Rino Matarazzo, chi è il tecnico italiano che ha vinto Coppa del Re con la Real Sociedad
Perfetto sconosciuto. Non più. Ora è arrivato in cima, ha vinto la Coppa del Re con la Real Sociedad battendo in finale l’Atletico Madrid. Ora è una star, e se lo è c’è un motivo: non ha mai fatto calcoli. Anche se era bravissimo a farli. A 23 anni era laureato in matematica alla Columbia University, secondo ateneo d’America, lo aveva chiamato una banca d’investimenti proponendogli una carriera in finanza. Invece Pellegrino Matarazzo, ma tutti lo chiamano Rino, ha detto no grazie, ha lasciato la famiglia e la comunità italiana, papà Leopoldo, mamma Gemma, 45 cugini, con cui era cresciuto nel New Jersey ed è volato prima in Italia e poi in Germania.
Le origini italiane e la carriera
I genitori gli hanno trasmesso la passione per il calcio. Il papà è di Ospedaletto d’Alpinolo e tifa Avellino, la mamma è di Agnone Cilento e tifa Salernitana. Ma in quegli anni Maradona metteva tutti d’accordo. Matarazzo se ne innamora e dalla passione per Diego a quella per il campo il passo è breve. Lascia l’America perché vuole giocare. Con una laurea in tasca viene in Italia, nel suo paesino di origine, cerca squadra. Niente da fare.

Va in Germania, gioca in quarta serie.
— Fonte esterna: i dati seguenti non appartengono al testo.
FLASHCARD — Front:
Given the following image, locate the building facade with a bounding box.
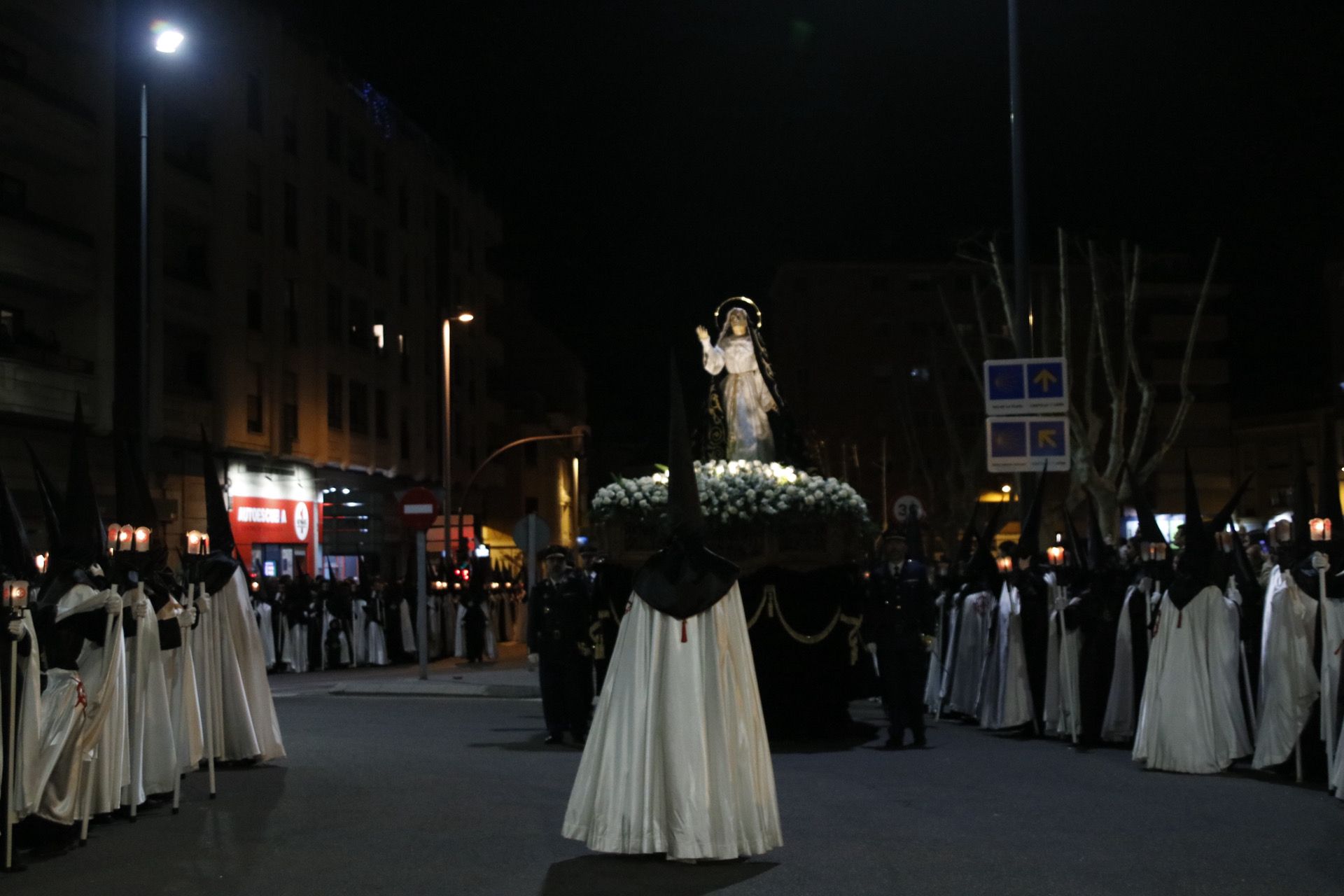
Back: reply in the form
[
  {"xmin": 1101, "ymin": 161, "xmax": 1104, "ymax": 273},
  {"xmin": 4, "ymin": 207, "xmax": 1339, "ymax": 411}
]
[{"xmin": 0, "ymin": 0, "xmax": 586, "ymax": 575}]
Una carriera da dilettante. Lì la svolta, inizia ad allenare dopo 10 anni sui campetti di provincia. Prende il patentino, al centro federale diventa compagno di corso e di stanza di Nagelsmann che lo sponsorizza alla dirigenza dello Stoccarda che sta esonerando l’allenatore. E ottiene subito la promozione in Bundesliga. Poi una qualificazione all’Europa League con l’Hoffenheim.
La Real Sociedad e la Coppa del Re
Poi la Spagna, la chiamata della Real Sociedad. Quando è arrivata quella telefonata la squadra di San Sebastian era a +2 sulla retrocessione. Matarazzo infila una clamorosa striscia di risultati e raddoppia la media punti del suo predecessore, Sergio Francisco. Si porta in zona Champions e arricchisce la bacheca con un nuovo trofeo, la Coppa del Re, conquistata battendo ai rigori l’Atletico Madrid di Simeone in finale.
In Spagna nessuno sapeva chi fosse, c’era scetticismo, ora hanno conosciuto un uomo dalle mille risorse che dice di se stesso: “Dagli americani ho preso la convinzione che tutto sia possibile, dagli italiani il temperamento e le emozioni, dai tedeschi l’ordine e la disciplina”. Ha messo tutto insieme senza mai fare calcoli.